ANCHORAGE, Alaska - A group called Alaskans Protecting Our Economy is mostly funded by a trade association based in Canada that represents foreign-flagged cruise ships, according to public documents.

Alaskans Protecting Our Economy represents individuals and businesses who oppose Ballot Measure 2, a citizens' initiative that would tax cruise ships and make them get state pollution discharge permits, among other steps.

The measure will go before voters in the Aug. 22 statewide primary.




Alaskans Protecting Our Economy received $593,300 in contributions as of May 11, according to filings with the Alaska Public Offices Commission. All of it came from the Vancouver-based North West CruiseShip Association.

Only donations greater then $500 must be reported to APOC, so it's possible the group received additional money.

The cruise-ship association represents major cruise lines that bring nearly 1 million visitors a year to Alaska, a majority of the state's tourists.

It's fair to say that the cruise association is leading the funding effort, said Steve Frank, chairman of Alaskans Protecting Our Economy.
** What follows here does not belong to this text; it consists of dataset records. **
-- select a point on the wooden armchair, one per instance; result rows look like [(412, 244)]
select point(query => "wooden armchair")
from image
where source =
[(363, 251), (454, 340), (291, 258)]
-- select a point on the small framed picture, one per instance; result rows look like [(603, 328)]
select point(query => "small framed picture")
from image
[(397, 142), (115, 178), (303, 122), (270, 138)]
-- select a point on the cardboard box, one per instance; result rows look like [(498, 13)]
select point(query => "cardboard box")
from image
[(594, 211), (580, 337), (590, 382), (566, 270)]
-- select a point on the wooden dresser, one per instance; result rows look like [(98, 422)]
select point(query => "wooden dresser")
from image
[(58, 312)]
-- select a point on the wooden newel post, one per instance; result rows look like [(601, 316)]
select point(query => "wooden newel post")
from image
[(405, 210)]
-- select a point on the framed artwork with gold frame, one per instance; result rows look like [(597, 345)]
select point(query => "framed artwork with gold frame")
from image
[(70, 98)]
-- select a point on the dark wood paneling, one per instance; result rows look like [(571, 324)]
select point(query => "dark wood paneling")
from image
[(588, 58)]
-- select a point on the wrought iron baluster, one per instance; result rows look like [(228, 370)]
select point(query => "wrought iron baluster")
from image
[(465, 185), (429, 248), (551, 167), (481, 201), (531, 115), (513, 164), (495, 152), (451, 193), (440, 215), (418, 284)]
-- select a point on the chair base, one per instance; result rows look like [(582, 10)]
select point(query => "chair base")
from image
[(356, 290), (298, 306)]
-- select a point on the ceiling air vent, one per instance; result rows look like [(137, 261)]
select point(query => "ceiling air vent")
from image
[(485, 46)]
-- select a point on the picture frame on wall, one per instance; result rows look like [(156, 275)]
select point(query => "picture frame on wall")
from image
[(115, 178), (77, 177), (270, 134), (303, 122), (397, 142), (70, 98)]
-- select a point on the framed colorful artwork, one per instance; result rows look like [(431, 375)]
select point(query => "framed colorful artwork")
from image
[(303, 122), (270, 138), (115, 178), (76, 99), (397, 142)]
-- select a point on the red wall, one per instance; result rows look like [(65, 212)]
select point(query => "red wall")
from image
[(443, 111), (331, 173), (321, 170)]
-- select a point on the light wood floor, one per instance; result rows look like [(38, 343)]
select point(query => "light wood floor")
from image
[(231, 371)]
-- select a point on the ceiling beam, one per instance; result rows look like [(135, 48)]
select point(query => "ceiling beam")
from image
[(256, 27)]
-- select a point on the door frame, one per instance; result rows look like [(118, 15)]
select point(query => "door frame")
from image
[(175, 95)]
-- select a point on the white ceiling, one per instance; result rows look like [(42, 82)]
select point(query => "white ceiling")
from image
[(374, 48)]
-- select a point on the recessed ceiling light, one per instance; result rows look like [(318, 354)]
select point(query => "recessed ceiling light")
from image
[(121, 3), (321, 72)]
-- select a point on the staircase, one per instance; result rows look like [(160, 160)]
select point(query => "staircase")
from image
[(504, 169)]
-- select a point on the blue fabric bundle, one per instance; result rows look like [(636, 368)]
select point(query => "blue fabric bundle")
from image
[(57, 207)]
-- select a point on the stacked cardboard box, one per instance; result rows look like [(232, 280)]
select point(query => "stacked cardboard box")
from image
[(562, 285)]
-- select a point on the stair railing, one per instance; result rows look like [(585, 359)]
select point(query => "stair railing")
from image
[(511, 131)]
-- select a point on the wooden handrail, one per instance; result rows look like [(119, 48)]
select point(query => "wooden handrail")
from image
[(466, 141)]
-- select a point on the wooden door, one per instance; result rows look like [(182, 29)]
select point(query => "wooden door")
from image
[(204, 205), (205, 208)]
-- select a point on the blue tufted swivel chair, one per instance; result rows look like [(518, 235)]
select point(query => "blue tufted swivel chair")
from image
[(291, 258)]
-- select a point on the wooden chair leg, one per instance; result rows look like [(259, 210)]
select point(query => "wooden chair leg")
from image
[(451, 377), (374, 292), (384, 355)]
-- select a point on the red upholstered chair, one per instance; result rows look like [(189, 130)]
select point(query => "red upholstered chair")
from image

"Certainly the cruise association has a large financial interest in the initiative. They don't want to see it passed," he said.

The group expects to raise another $600,000 or so from the cruise lines between now and the primary, said Frank, a Fairbanks, Alaska, lodge owner and former state senator.

"The bulk of it will be spent on media," Frank said.

Alaskans Protecting Our Economy has hired Oregon-based Pac/West Communications to lead the advertising effort and political strategy to defeat the ballot initiative.

The Outside influence irks ballot-measure organizers.

"They're trying to give people the impression that it's an Alaskan campaign. They list all these Alaskan companies" on the group's Web site and campaign literature, said Gershon Cohen, a cruise industry critic and initiative sponsor.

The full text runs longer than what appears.